Çevre ve Şehircilik Bakan Yardımcısı Mehmet Ceylan, Fetullahçı Terör Örgütü'nün (FETÖ) darbe girişimine ilişkin, "Basın bu hainlerin karşısında dimdik durdu. Demokrasinin yanında çok önemli bir sınav verdi. Çok şükür ki basınımız da bu sınavdan başarıyla geçti" dedi. FETÖ darbe girişimine tepki göstermek amacıyla Karabük Kent Meydanı'nda toplanan vatandaşlara hitap eden Ceylan, 15 Temmuz'da milli iradeye sekte vurulmaya çalışıldığını, hainlerin darbe girişimini halkın sağduyusunun engellediğini söyledi. 15 Temmuz'un bundan sonra demokrasi bayramı olarak kutlanacağını ifade eden Ceylan, "Bu darbe girişimin ardından çıkartılacak çok dersler var. 15 Temmuz'da gösterilen kahramanlık destanı bizlere çok önemli sonuçlar doğurdu. Milletimiz, vatandaşımız 7'den 70'e kenetlendi. Hangi siyasi görüşten olursa olsun, hangi partiden hangi zihniyetten olursa olsun kenetlendi. Ülkesi için, istikbali, istiklali için milli iradesine, ülkesine sahip çıkmak adına kenetlendi. Hepsine teşekkür ediyoruz." diye konuştu. Milli iradeye canı pahasına sahip çıkan güvenlik güçlerine de teşekkür eden Ceylan, "Birliktelik gösteren bütün siyasi partilere de teşekkür ediyoruz. Basın bu hainlerin karşısında dimdik durdu. Demokrasinin yanında çok önemli bir sınav verdi. Çok şükür ki basınımız da bu sınavdan başarıyla geçti. Onlara da sonsuz teşekkürlerimizi sunuyoruz." sözlerine yer verdi. Karabük Valisi Mehmet Aktaş, AK Parti Karabük Milletvekili Burhanettin Uysal, Garnizon Komutanı Jandarma Albay Cihan Ulukaya, Karabük Üniversitesi Rektörü Prof. Dr.

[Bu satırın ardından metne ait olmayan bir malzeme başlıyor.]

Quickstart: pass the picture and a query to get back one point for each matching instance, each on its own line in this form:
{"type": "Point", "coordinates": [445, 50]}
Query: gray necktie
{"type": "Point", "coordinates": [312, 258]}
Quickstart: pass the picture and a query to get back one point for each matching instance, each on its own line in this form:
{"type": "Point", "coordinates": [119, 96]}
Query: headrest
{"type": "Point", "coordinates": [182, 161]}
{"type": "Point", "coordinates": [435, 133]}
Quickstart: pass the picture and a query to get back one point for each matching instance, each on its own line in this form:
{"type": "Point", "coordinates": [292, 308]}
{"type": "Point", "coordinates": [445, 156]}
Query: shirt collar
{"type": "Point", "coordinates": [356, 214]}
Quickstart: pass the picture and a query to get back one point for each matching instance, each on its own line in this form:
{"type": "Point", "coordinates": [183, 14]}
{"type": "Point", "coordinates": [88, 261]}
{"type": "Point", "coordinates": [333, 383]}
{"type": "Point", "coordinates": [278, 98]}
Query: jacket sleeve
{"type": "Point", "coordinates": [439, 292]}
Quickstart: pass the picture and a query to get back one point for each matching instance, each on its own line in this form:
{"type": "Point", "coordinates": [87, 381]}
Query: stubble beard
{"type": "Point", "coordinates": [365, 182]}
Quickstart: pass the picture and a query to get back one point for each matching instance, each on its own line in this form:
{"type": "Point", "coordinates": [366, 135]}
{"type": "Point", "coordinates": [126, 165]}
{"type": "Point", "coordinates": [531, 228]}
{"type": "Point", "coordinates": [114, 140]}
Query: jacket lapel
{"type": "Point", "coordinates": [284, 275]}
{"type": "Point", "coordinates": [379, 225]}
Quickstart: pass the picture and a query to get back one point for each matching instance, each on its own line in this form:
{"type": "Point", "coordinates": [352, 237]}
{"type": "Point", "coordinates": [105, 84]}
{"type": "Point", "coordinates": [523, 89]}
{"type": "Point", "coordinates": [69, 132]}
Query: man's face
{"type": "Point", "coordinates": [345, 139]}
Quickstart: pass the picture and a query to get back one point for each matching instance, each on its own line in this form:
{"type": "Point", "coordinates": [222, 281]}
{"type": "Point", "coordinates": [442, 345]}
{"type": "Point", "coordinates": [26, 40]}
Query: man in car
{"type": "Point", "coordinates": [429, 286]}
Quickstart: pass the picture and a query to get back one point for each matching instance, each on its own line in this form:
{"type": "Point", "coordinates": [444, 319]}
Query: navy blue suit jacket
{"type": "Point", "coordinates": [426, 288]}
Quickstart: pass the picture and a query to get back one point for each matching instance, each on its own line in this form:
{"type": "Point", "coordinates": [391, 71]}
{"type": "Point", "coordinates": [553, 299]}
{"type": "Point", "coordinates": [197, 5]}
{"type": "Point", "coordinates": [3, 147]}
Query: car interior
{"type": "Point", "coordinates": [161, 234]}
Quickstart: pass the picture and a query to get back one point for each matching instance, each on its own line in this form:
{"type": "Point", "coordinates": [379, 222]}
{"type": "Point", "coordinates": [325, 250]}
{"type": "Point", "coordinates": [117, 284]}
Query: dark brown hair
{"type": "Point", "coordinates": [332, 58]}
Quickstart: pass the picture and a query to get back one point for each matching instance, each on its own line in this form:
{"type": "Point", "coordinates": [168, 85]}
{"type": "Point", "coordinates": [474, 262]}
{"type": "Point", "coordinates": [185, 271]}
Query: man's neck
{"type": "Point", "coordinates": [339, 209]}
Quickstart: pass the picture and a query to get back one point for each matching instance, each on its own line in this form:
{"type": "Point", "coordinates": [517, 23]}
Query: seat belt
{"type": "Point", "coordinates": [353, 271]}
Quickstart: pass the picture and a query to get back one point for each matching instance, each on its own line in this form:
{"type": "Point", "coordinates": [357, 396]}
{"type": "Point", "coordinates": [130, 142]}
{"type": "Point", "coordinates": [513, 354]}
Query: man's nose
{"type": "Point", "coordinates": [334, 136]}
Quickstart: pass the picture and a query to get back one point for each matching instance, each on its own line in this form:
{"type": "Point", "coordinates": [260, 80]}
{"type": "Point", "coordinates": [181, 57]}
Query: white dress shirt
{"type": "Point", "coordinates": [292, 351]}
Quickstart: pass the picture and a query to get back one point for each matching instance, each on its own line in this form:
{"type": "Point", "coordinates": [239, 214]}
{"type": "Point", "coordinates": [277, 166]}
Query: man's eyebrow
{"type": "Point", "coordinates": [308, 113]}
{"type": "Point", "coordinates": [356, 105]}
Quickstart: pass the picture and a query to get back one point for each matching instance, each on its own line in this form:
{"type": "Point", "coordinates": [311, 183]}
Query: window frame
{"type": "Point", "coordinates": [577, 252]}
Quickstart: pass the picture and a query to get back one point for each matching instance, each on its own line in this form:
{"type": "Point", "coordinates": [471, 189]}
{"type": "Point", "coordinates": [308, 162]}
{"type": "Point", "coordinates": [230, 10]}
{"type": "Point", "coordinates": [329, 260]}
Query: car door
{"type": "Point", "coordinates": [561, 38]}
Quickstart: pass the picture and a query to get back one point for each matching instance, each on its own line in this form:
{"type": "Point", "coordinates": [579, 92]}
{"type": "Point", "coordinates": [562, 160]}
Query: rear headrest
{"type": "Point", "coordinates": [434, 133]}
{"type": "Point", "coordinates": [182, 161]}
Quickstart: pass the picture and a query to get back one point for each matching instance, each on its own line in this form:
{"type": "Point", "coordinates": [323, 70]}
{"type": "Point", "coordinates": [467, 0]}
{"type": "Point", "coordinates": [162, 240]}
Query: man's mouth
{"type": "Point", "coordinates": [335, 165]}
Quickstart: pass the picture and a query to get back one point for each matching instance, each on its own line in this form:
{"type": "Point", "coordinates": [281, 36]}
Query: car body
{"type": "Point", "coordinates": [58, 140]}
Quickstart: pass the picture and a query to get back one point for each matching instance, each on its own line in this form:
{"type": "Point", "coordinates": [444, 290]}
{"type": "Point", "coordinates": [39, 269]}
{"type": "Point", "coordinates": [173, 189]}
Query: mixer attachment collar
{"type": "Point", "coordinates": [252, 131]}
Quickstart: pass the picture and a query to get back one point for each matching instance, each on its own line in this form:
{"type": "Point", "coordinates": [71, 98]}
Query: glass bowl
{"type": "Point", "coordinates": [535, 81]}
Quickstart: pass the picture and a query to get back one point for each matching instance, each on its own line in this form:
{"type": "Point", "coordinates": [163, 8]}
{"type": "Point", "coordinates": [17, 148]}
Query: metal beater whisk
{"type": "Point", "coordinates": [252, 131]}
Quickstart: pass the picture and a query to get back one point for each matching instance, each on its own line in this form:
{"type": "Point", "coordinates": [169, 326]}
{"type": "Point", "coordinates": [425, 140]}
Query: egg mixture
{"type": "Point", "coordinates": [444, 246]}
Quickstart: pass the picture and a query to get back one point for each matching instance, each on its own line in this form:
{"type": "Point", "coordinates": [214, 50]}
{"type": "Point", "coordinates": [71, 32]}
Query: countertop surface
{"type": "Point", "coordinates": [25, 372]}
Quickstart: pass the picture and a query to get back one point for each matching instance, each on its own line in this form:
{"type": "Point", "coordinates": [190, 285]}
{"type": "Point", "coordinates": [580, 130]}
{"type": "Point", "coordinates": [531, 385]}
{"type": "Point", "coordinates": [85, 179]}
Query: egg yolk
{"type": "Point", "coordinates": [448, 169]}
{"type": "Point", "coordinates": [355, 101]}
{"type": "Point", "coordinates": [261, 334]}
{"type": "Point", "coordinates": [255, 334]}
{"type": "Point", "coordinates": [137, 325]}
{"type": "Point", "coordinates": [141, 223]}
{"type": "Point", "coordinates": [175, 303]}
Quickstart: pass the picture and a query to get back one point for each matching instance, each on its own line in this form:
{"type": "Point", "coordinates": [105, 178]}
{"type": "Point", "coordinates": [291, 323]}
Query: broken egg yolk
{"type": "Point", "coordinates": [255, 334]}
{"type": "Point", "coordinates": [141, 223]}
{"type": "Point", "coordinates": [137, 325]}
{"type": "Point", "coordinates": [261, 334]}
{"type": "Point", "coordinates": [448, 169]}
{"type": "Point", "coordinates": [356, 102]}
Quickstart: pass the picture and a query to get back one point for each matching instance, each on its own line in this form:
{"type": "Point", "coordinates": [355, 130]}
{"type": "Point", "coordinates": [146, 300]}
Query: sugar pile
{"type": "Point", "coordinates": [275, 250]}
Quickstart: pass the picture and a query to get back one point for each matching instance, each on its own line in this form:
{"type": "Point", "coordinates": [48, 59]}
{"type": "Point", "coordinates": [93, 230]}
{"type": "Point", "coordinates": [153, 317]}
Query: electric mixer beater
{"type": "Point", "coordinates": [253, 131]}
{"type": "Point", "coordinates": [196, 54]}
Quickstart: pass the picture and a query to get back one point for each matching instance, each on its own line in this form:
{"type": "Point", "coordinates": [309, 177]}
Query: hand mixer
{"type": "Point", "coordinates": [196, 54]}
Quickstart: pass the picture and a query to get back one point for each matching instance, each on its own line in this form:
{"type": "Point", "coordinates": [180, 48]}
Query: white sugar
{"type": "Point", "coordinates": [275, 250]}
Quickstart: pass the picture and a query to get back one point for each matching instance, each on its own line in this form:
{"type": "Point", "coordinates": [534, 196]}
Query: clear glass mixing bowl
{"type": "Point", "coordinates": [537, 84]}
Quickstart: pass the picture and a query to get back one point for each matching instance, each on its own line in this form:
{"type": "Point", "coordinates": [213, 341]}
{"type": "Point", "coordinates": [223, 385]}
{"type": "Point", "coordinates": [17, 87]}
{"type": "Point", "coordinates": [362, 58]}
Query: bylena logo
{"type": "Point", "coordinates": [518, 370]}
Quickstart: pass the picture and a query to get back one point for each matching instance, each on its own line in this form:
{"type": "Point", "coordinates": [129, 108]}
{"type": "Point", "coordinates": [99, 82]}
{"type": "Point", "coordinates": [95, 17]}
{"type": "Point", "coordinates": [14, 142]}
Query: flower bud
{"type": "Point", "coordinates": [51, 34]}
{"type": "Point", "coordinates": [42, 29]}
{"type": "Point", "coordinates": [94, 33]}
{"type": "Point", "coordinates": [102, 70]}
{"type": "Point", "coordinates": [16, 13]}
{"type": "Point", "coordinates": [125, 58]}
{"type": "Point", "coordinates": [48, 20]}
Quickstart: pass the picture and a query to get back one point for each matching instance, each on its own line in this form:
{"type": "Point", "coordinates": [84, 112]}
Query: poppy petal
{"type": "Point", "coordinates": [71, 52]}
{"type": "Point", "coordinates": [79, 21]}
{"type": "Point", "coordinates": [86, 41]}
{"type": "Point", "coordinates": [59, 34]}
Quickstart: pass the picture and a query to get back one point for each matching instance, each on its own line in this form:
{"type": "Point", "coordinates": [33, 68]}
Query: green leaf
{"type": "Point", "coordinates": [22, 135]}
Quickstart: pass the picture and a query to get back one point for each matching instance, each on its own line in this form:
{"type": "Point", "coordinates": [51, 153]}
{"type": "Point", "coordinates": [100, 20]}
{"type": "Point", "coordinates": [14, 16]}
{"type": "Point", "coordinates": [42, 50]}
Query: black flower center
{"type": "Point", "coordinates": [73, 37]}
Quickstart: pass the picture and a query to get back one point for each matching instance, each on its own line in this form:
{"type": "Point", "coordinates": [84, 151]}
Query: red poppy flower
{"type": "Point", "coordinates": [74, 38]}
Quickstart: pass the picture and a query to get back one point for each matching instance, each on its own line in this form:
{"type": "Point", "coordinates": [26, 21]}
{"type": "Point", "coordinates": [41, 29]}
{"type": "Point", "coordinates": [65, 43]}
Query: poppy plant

Refik Polat, Emniyet Müdürü Serhat Tezsever, Eskipazar Belediye Başkanı Dursun Baş, AK Parti Karabük İl Başkanı Timurçin Saylar, sivil toplum örgütü başkanları da meydanda vatandaşlarla bir araya geldi. İl Müftüsü Halil Bektaş'ın akşam ve yatsı namazlarını kıldırdığı meydanda, Kur'an-ı Kerim ve ilahiler okundu.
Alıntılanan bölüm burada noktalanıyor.